Tesla Motors recently announced that it had received $465 million from the U.S. Department of Energy. California Alternative Energy and Advanced Transportation Financing Authority (CAEATFA) also recently announced it would assume title of $320 million worth of manufacturing equipment purchased by Tesla directly from vendors so Tesla does not have to pay the sales tax. The intent, supporting green-energy proliferation through investment in Zero Emission Vehicles, is right. The investment, however, doesn't make sense.
I love everything behind Tesla. J.B. Straubel, one of the co-founders, is a fellow Stanford Cardinal. The cars are classy, have a sleek design, and can go from 0 to 60 MPH in less than four seconds. 900 Roadsters have already been delivered at over $125,000 a pop. The cars go at least 200 miles between charges (although the charging situation still is in trouble — it takes a typical wall plug an hour to add five miles of range).

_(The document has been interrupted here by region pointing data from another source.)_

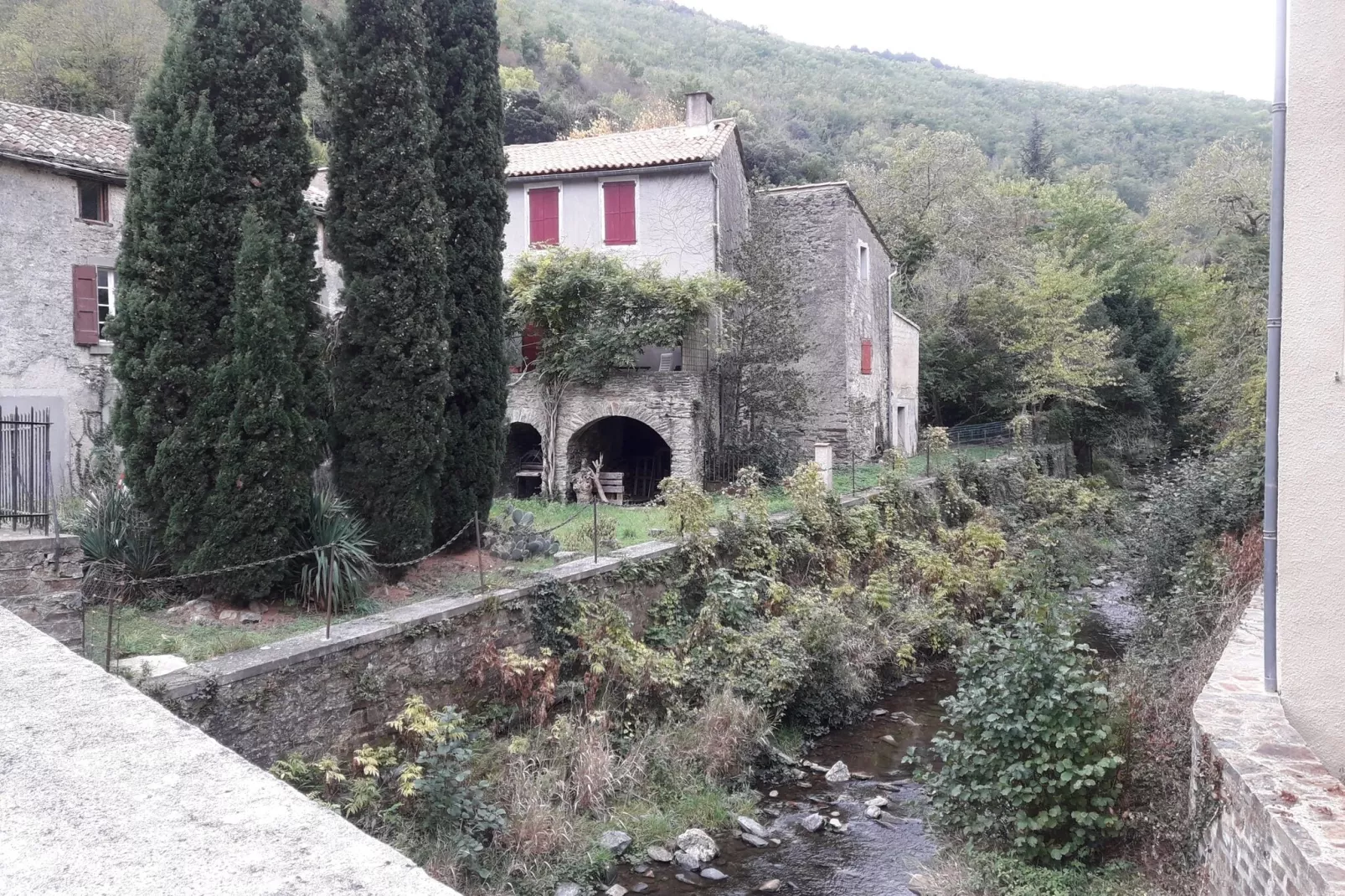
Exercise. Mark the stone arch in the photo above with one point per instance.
(627, 444)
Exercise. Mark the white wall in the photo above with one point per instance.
(1312, 525)
(40, 241)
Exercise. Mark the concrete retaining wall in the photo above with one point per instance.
(1278, 813)
(39, 583)
(317, 696)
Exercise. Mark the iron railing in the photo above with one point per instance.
(26, 494)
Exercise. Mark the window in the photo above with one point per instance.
(106, 297)
(93, 201)
(544, 208)
(619, 213)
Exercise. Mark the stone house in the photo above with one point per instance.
(679, 195)
(62, 198)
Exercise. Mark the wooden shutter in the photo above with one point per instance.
(619, 210)
(86, 304)
(544, 217)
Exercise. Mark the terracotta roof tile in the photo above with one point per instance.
(64, 137)
(616, 151)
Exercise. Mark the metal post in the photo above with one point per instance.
(481, 567)
(1274, 311)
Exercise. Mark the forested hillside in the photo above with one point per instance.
(615, 64)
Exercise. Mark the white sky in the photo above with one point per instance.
(1204, 44)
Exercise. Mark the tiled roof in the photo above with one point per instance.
(62, 137)
(616, 151)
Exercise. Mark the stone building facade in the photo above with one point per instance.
(681, 197)
(62, 193)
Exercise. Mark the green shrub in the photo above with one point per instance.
(1030, 765)
(343, 568)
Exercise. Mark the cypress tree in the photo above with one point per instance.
(463, 75)
(234, 69)
(385, 217)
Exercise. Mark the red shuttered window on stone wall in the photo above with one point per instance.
(619, 213)
(544, 209)
(86, 304)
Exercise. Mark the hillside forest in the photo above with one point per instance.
(1092, 252)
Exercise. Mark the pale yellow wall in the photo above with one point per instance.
(1312, 529)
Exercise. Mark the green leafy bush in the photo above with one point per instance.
(1030, 765)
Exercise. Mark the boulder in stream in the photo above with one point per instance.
(838, 774)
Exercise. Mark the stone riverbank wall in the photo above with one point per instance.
(317, 694)
(39, 583)
(1278, 814)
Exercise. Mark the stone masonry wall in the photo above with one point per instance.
(39, 583)
(1278, 814)
(672, 404)
(319, 696)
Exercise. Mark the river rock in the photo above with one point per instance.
(750, 826)
(615, 841)
(697, 844)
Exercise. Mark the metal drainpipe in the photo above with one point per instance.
(1273, 332)
(894, 436)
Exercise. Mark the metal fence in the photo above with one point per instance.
(26, 494)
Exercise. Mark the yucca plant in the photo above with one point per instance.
(337, 576)
(116, 533)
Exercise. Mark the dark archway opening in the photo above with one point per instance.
(521, 474)
(628, 447)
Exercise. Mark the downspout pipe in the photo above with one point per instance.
(1274, 310)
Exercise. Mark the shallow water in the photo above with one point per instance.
(872, 857)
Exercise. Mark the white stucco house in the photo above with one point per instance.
(679, 195)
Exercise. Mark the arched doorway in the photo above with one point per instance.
(521, 474)
(626, 445)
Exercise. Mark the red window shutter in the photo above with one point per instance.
(544, 217)
(619, 210)
(86, 304)
(532, 343)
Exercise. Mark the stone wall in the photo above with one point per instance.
(104, 791)
(1276, 813)
(39, 583)
(40, 366)
(317, 696)
(672, 404)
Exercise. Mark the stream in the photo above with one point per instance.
(872, 856)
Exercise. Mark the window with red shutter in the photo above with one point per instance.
(619, 213)
(544, 206)
(86, 304)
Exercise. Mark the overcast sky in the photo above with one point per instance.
(1204, 44)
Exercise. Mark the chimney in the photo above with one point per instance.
(699, 109)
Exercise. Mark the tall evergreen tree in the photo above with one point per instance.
(463, 77)
(235, 68)
(392, 368)
(1038, 155)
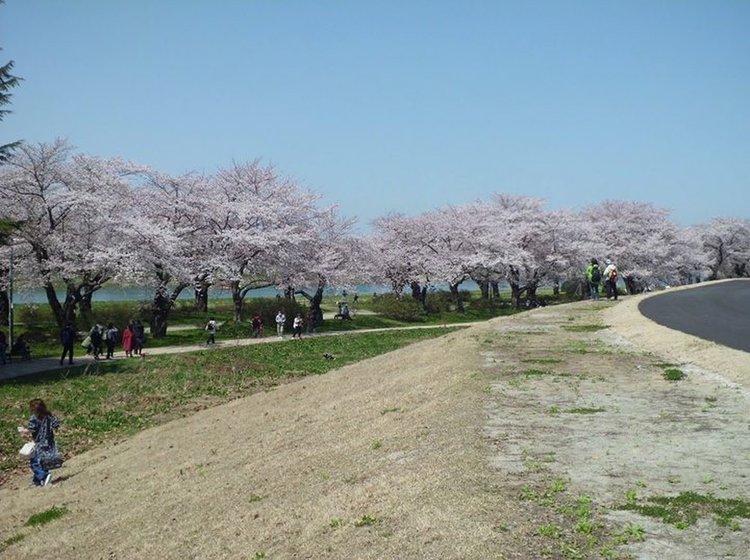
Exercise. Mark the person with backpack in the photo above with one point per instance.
(594, 278)
(110, 337)
(97, 337)
(257, 325)
(211, 330)
(280, 321)
(610, 280)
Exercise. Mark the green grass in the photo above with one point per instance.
(55, 512)
(686, 508)
(112, 399)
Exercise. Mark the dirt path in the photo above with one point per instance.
(24, 368)
(515, 439)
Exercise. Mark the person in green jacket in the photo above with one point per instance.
(594, 278)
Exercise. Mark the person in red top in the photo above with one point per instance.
(128, 340)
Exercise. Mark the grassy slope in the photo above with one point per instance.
(110, 400)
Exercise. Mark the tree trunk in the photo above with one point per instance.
(531, 293)
(457, 297)
(4, 307)
(57, 309)
(416, 291)
(495, 289)
(86, 309)
(162, 304)
(515, 294)
(201, 298)
(484, 287)
(630, 284)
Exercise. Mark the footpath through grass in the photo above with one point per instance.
(108, 400)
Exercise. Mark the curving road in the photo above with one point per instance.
(716, 312)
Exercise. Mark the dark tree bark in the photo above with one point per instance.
(315, 300)
(456, 294)
(495, 290)
(162, 304)
(201, 297)
(484, 287)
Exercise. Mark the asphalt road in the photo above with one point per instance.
(716, 312)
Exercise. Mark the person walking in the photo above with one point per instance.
(139, 338)
(67, 339)
(128, 339)
(211, 330)
(97, 336)
(594, 278)
(297, 326)
(610, 280)
(110, 337)
(257, 324)
(280, 321)
(40, 428)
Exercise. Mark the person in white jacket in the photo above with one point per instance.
(280, 320)
(610, 280)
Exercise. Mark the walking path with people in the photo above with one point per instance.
(21, 368)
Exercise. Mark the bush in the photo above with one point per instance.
(400, 308)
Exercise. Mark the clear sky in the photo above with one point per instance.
(403, 105)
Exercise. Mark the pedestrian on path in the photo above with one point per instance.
(67, 339)
(128, 340)
(297, 326)
(594, 278)
(110, 337)
(40, 428)
(211, 331)
(280, 321)
(139, 340)
(610, 280)
(257, 325)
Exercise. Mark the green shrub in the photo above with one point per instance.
(402, 308)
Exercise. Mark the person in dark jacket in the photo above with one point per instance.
(67, 338)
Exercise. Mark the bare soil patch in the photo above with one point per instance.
(515, 439)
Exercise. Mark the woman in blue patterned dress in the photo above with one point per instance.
(41, 428)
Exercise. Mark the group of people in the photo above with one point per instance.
(101, 338)
(297, 325)
(595, 277)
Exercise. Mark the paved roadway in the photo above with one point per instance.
(717, 312)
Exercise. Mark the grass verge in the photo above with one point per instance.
(107, 400)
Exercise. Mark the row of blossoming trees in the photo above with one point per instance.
(86, 221)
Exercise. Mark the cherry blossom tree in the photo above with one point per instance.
(637, 236)
(726, 247)
(256, 220)
(69, 208)
(166, 240)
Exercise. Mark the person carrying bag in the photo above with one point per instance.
(45, 455)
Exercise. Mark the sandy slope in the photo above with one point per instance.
(431, 443)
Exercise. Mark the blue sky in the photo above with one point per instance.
(403, 105)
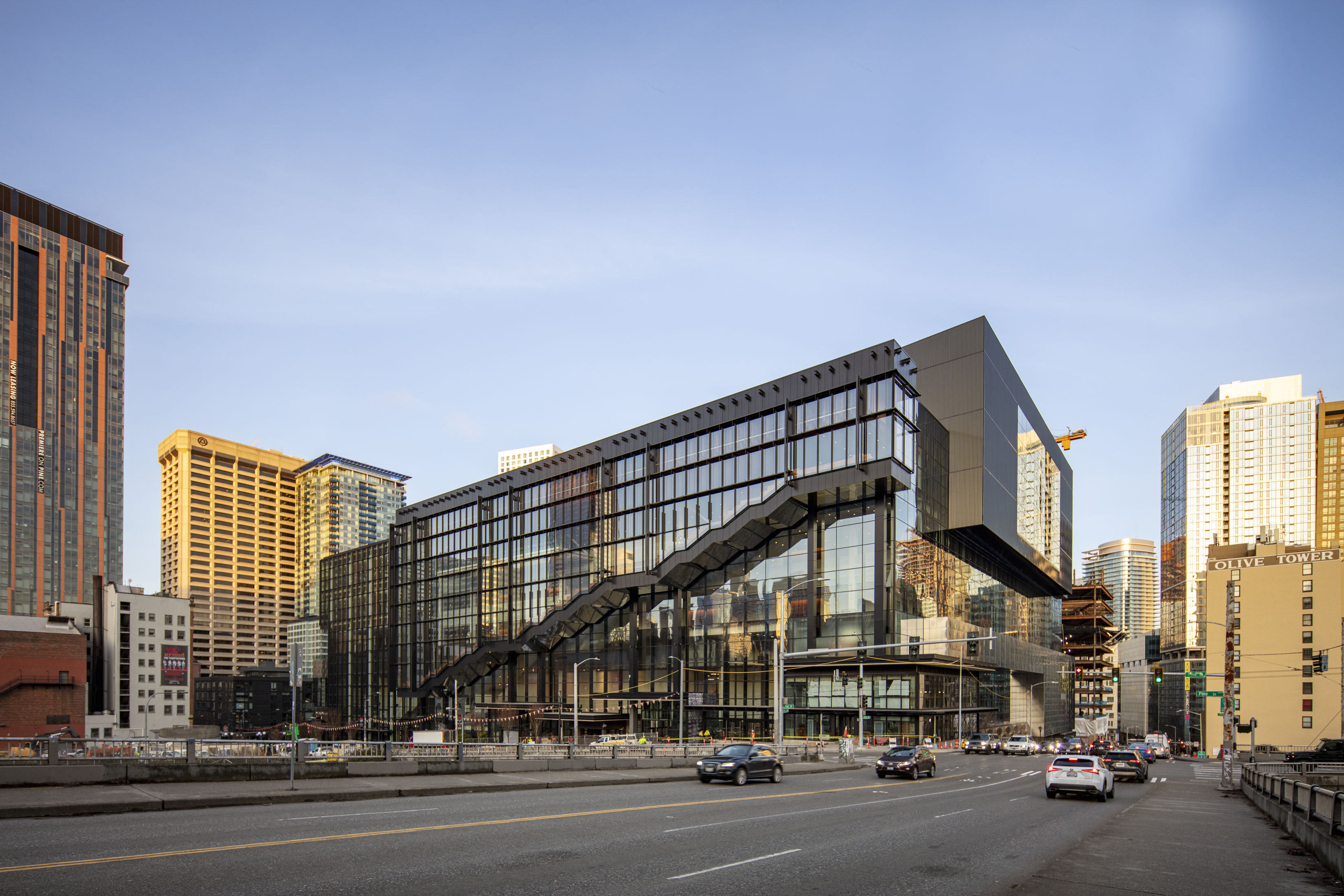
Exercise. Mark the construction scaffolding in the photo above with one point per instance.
(1090, 639)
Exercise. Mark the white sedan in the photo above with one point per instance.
(1022, 746)
(1083, 775)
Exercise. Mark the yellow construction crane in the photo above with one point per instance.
(1070, 436)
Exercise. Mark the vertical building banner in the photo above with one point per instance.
(174, 665)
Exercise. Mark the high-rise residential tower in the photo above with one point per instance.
(515, 459)
(343, 504)
(1128, 567)
(1237, 468)
(228, 530)
(1330, 428)
(62, 343)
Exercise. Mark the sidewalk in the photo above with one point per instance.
(1184, 837)
(38, 802)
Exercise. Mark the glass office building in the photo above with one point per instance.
(887, 498)
(64, 347)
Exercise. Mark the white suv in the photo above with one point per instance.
(1085, 775)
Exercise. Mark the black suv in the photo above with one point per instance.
(908, 761)
(1128, 765)
(738, 764)
(983, 743)
(1330, 750)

Tesla said that they just reached profitability
after seven years, but making one million in profits doesn't really help when you have $465 million to pay back soon. I don't see their business growing fast enough; the infrastructure simply isn't there in the United States to allow for these cars to be anything other than toys for California's richest and most energy conscious. After all, take a look at this
— the directory for electic vehicle chargers in North America. There are some in California, Arizona, and ... Georgia? I'd love to test drive a Tesla, and maybe I'd buy one if I knew two things: I had the money and that I would be staying in California. I sure wouldn't invest in it.